Hello, I am in need of some advice. 
What are the tax implications for transferring money back into Canada from Panama? Can it be sent in a large sum or would drawing from an off-shore investment be a less taxing option?
I am a Canadian citizen but sold my primary residence (currently renting in Canada) and will be selling the property I co-own with my future ex-husband. I currently hold bank accounts in both countries. 
I know this is a messy situation but it has to be dealt with in one way or another. 
Thanks in advance for any reply.


----------



## AltaRed (Jun 8, 2009)

There are no restricitions on the amount of money brought into Canada. The key is that any amount of $10000CAD or more must be reported to the authorities. If you are doing it in person, by mail, or by courier, check out the requirements here http://www.cbsa-asfc.gc.ca/publications/pub/bsf5052-eng.html 

The easiest way is via wire transfer from a Panamanian bank (or a Canadian subsidiary in Panama) to a Canadian bank in which case the receiving institution will report the transaction to FINTRAC. There may, or may not, be a delay in the money actually being deposited to your Canadian account. Your Panamanian institution will need the wire transfer details from your Canadian bank.

Added later: There are no Canadian taxes on money transferred into Canada. I do not know if there are any Panamanian restrinctions or exit taxes on money leaving the country


----------



## Havinfun131 (Nov 23, 2013)

Thank you AltaRed!


----------



## liquidfinance (Jan 28, 2011)

As for taxation, any cash you had was deemed to have been converted to Canadian dollars the day you became a pr of Canada. 

Depending on the time since that date you will have either a capital gain or loss depending on the present exchange rate. 
I'm not see how much the cra goes into this but I guess large transfers over $10k may be looked into as they are reported anyway.

Ah I just read your post again. 

In the eyes of the Cra you disposed of your property in Panama at fair market value the day you moved to Canada. You are liable for capital gains tax in Canada on the difference between the value you sold for and the market value when you moved here.


----------



## Guban (Jul 5, 2011)

Havinfun131 said:


> What are the tax implications for transferring money back into Canada from Panama? Can it be sent in a large sum or would drawing from an off-shore investment be a less taxing option?
> I am a Canadian citizen but sold my primary residence (currently renting in Canada) and will be selling the property I co-own with my future ex-husband. I currently hold bank accounts in both countries.

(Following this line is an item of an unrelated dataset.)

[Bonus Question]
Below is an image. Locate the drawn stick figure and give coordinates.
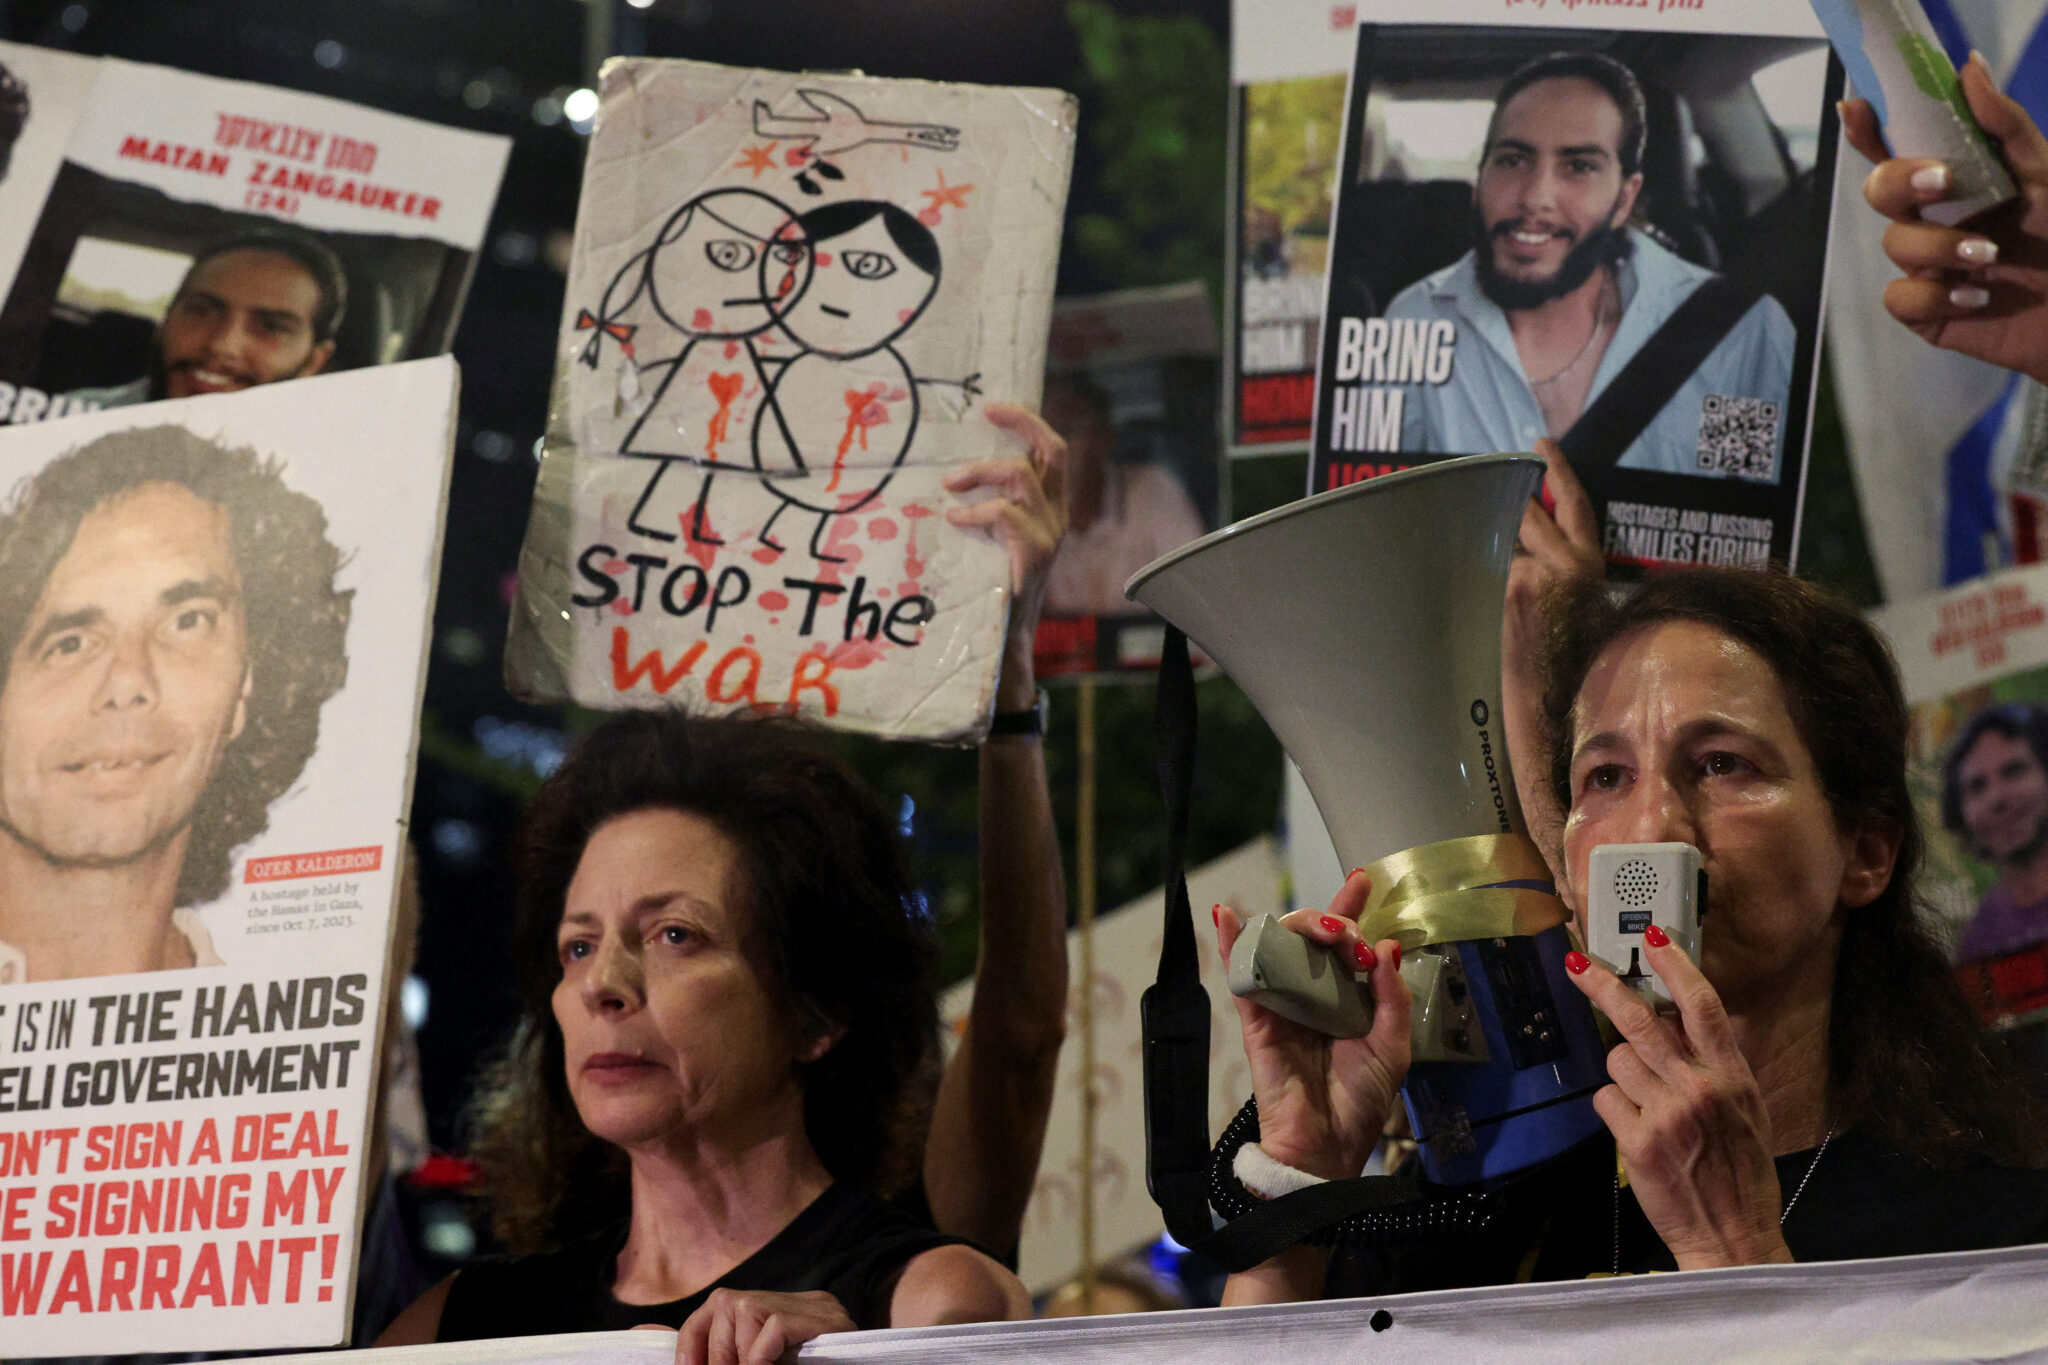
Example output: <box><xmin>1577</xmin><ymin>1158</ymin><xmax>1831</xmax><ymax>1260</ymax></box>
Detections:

It is unclear to me if you are still a resident of Canada for tax purposes. 
If you are, there may not be any tax implications. Be careful about liquidfinance's reply. You may be able to declare the property in Panama as your principal residence and avoid any capital gains taxes, or reduce these taxes depending on how long you owned it. 
If you gave up Canadian residency, then you would not face capital gains taxes on the property's growth while you are not a resident.


----------